In a new study, women who had more children had longer telomeres, challenging a theory that reproduction leads to accelerated aging.

Jenny Elia Pfeiffer / Corbis

Growing a human being inside you for nine months, and then expelling it with a force that can fracture your pelvis can take its toll on the body. (So can, you know, raising it.)

According to a branch of evolutionary biology called life-history theory, there should be a tradeoff for all this effort—namely, that having kids should speed up the aging process. Energy invested in reproduction, after all, is energy that isn’t being used toward keeping the body’s tissues all shiny and new.

Studies in other species—fish, birds, mice—have found this to be the case. These studies measured the length of the animals’ telomeres, the protective DNA caps at the ends of chromosomes. Telomeres are often compared to the plastic coverings at the end of shoelaces, in that they protect the ends of chromosomes from getting frayed or mucked up. And as organisms age, their telomeres shorten. If life-history theory holds, having more offspring should be associated with shorter telomeres and accelerated aging.
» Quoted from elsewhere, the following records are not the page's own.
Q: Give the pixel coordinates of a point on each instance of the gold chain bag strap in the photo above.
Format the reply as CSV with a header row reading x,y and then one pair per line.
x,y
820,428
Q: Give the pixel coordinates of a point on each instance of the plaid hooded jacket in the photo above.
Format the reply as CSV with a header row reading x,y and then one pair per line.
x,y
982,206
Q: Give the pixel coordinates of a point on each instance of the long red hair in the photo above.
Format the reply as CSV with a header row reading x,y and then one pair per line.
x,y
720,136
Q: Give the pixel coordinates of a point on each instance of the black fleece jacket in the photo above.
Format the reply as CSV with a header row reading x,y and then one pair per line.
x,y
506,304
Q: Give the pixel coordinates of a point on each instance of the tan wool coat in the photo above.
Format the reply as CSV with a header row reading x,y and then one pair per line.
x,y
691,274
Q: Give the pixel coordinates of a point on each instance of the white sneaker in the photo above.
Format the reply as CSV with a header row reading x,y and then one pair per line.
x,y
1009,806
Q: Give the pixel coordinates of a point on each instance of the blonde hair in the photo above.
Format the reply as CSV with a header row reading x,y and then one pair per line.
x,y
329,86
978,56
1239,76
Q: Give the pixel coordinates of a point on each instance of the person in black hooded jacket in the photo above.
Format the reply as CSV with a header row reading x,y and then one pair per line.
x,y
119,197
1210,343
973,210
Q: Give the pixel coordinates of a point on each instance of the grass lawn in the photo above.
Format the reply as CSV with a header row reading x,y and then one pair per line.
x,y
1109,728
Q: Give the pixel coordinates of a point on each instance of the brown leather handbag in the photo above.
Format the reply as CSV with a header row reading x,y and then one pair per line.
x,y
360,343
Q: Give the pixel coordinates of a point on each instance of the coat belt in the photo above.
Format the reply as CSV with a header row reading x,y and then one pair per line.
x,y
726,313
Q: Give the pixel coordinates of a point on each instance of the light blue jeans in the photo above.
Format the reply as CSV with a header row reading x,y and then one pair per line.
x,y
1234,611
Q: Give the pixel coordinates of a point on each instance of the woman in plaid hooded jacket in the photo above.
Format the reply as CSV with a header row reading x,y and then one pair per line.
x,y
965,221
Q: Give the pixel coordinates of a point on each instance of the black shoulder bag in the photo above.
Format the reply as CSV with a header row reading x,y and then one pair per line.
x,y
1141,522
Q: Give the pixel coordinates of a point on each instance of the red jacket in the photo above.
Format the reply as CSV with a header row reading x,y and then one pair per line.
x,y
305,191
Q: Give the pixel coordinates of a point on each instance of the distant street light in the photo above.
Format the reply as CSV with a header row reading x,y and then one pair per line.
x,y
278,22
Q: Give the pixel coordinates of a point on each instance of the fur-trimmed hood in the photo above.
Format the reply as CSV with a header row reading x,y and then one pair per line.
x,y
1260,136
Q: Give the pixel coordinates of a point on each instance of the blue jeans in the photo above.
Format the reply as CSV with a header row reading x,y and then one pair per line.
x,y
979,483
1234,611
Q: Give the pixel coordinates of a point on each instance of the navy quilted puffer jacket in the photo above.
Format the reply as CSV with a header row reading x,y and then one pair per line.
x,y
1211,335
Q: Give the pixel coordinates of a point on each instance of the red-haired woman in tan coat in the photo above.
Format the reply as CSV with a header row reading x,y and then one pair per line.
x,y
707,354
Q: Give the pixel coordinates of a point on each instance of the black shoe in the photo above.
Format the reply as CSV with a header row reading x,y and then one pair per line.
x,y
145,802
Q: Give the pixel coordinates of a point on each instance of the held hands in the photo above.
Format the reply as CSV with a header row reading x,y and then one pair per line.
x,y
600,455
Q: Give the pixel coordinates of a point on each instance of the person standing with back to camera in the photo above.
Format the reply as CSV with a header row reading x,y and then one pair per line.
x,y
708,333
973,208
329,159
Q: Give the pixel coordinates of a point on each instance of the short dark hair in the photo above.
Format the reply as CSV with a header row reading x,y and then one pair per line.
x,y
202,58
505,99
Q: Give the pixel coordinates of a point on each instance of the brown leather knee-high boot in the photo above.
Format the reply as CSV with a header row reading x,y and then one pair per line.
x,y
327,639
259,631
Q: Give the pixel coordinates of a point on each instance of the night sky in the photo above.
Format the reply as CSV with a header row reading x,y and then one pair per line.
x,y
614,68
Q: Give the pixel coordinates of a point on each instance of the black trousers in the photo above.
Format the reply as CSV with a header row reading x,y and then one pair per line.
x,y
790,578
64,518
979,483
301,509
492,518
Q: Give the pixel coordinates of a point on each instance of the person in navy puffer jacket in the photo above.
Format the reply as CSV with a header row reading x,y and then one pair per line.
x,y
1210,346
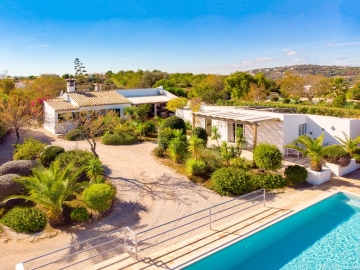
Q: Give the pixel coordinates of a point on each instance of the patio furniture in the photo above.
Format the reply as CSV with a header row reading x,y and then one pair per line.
x,y
291,151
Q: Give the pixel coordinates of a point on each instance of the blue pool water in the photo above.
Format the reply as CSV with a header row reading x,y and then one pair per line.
x,y
323,236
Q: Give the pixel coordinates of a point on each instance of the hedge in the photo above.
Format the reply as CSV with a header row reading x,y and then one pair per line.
x,y
124,138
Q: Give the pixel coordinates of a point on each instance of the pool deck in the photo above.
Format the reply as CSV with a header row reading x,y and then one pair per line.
x,y
178,256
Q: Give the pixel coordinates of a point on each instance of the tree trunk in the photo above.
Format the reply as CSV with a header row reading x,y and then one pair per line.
x,y
17,135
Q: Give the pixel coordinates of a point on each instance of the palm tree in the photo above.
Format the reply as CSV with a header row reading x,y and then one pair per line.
x,y
309,147
195,145
215,134
95,170
348,144
50,187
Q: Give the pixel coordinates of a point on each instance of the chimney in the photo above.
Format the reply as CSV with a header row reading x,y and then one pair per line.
x,y
97,86
70,85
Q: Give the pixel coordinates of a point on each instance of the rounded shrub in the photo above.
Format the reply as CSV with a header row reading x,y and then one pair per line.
x,y
50,153
268,181
164,137
267,156
24,220
20,167
230,181
79,214
149,127
78,158
99,197
124,138
200,133
337,155
174,122
73,135
212,159
159,152
8,186
241,163
295,174
30,149
196,167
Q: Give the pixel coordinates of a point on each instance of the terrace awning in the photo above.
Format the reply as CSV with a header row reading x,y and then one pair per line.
x,y
253,120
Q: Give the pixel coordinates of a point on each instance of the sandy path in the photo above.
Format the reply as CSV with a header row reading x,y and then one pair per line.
x,y
149,194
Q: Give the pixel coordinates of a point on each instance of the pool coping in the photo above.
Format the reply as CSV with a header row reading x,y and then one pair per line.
x,y
196,248
259,229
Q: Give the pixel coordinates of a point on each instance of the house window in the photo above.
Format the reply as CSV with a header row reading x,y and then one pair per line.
x,y
232,131
302,129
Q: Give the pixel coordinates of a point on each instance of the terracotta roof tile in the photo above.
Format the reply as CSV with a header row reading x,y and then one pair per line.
x,y
98,98
59,104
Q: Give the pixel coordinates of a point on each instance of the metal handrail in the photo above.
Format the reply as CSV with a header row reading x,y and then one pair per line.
x,y
135,242
208,216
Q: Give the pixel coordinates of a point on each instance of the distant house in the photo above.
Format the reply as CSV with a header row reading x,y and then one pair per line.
x,y
48,75
117,100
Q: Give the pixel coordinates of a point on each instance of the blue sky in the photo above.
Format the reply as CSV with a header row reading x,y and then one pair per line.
x,y
199,36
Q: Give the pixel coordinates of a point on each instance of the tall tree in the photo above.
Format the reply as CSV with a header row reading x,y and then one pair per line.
x,y
79,67
18,112
238,84
91,124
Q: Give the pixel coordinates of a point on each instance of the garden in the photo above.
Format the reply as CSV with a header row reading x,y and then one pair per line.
x,y
46,185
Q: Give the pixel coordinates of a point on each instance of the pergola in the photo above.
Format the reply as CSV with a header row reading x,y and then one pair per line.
x,y
252,120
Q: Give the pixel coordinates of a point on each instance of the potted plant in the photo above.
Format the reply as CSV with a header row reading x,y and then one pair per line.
x,y
314,149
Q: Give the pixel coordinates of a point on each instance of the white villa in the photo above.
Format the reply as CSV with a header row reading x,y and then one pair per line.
x,y
116,100
276,126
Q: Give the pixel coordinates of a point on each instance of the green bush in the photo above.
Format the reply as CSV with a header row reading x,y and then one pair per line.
x,y
159,152
188,125
8,186
212,159
79,214
20,167
230,181
241,163
174,122
267,156
73,135
99,197
196,167
200,133
339,101
268,180
149,127
337,155
30,149
78,158
295,174
125,138
49,154
164,137
24,220
286,100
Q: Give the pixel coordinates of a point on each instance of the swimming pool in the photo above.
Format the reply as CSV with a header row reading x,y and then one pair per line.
x,y
325,235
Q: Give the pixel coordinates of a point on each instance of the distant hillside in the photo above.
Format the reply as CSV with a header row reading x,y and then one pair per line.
x,y
351,74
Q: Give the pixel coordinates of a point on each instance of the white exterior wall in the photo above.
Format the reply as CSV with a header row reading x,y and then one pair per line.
x,y
50,118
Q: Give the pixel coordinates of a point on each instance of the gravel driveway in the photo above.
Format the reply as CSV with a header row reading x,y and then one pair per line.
x,y
148,194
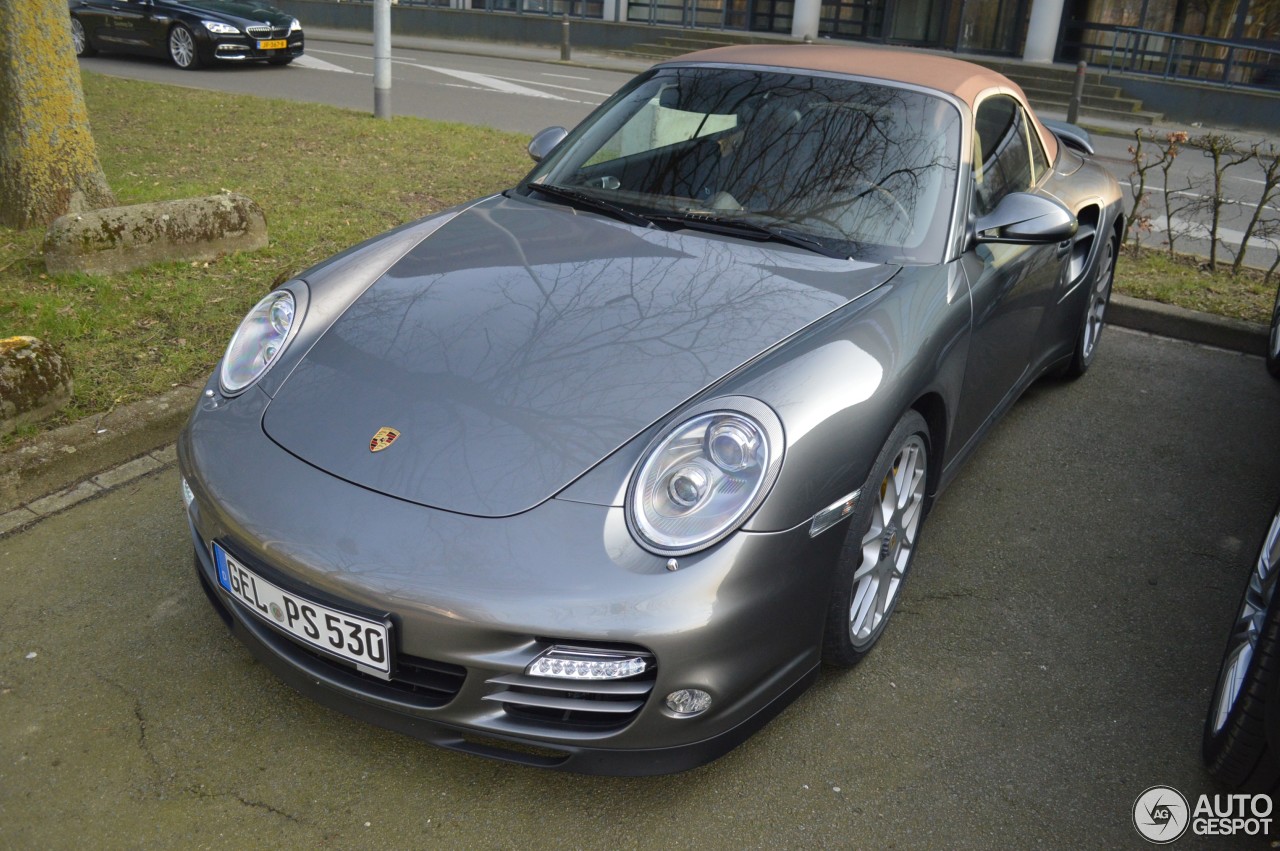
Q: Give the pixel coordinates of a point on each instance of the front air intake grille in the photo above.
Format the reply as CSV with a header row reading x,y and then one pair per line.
x,y
261,31
424,682
572,704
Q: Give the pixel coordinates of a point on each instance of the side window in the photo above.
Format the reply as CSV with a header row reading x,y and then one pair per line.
x,y
1002,152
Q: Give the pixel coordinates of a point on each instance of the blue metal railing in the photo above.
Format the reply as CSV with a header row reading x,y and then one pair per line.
x,y
1170,55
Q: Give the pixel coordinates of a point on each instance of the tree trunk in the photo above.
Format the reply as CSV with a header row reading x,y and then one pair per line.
x,y
48,159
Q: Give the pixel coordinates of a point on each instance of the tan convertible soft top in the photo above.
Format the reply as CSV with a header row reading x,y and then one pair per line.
x,y
942,73
914,67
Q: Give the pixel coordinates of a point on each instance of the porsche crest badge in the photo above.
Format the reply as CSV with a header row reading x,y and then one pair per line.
x,y
384,438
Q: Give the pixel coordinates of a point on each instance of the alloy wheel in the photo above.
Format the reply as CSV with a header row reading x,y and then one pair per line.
x,y
182,47
888,544
1098,298
1248,628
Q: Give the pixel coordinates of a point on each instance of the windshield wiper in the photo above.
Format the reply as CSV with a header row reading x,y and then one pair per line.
x,y
732,227
592,202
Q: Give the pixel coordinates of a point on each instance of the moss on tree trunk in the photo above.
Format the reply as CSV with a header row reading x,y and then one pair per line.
x,y
48,159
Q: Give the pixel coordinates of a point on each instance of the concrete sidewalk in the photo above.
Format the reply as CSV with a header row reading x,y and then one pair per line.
x,y
603,60
65,466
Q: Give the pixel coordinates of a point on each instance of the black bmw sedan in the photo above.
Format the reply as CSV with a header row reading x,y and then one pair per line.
x,y
192,33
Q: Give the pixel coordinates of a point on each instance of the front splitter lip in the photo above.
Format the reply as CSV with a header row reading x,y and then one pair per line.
x,y
583,759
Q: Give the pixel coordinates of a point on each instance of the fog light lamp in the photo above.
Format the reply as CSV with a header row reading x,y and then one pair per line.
x,y
575,663
689,701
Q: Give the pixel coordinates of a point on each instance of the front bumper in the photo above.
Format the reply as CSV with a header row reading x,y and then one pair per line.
x,y
472,602
220,47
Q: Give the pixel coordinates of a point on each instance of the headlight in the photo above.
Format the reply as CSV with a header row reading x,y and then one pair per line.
x,y
257,341
220,28
702,479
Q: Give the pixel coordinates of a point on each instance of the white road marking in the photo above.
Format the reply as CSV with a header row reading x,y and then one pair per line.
x,y
306,60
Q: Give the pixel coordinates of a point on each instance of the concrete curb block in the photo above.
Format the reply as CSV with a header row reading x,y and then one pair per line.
x,y
86,458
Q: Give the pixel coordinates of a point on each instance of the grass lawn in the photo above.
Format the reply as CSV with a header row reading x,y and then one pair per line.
x,y
327,179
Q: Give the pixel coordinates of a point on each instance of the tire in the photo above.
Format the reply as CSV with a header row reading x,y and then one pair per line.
x,y
182,47
80,39
1095,312
1274,341
880,544
1235,745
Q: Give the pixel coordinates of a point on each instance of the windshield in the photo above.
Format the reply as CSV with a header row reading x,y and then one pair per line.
x,y
865,170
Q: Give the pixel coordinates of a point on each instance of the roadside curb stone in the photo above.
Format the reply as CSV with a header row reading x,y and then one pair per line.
x,y
112,239
35,381
64,457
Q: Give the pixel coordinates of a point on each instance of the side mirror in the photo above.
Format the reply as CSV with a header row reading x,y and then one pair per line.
x,y
1025,219
545,142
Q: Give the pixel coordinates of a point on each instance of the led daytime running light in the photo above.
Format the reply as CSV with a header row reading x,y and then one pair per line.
x,y
576,664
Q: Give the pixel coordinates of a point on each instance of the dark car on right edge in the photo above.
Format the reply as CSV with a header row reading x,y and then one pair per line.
x,y
1242,731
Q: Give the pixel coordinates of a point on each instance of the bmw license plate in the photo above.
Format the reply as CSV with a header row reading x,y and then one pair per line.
x,y
342,634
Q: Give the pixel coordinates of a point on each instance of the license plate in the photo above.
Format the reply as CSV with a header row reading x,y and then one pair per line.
x,y
342,634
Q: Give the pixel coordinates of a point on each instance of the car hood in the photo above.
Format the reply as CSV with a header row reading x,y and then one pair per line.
x,y
243,10
524,342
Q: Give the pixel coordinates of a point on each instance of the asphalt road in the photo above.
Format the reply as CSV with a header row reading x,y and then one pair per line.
x,y
507,94
1051,659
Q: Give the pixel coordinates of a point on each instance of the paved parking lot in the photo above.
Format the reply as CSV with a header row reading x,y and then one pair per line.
x,y
1051,658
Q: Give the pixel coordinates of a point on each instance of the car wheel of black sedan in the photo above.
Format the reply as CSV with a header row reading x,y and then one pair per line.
x,y
880,544
182,47
1235,747
1274,341
1095,312
80,41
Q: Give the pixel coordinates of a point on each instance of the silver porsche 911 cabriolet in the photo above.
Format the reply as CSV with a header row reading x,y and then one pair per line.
x,y
597,472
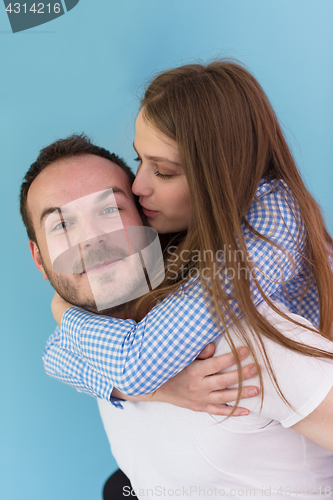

But a new longitudinal study published in PLOS One found just the opposite. It followed 75 women, all Kaqchikel Maya who lived in rural areas of southwest Guatemala, for 13 years. The Kaqchikel Maya tend to marry within the community, and all the women in the study had similar lifestyles, which helped limit possible confounding factors.

Researchers from Simon Fraser University and the University of British Columbia extracted DNA from the women’s saliva samples and cheek swabs and measured the length of their telomeres. After the 13 years had passed, once the researchers had controlled for telomere length at the beginning of the study, women who had more surviving offspring had longer telomeres than women who’d had fewer kids.

“These results suggest that, at least in our study population, having more surviving children acts as a protective factor, slowing the pace of telomere shortening,” the study reads. But why didn’t all those kids wear them out? One possibility the researchers suggest is that humans are “cooperative breeders,” and women who have children are likely to be supported by family members and friends in the community.

“More children may lead to greater support, which in turn may lead to an increase in the amount of metabolic energy that can be allocated to tissue maintenance, thereby slowing the process of cellular aging,” the researchers write.

A bird, on the other hand, may have trouble finding a babysitter.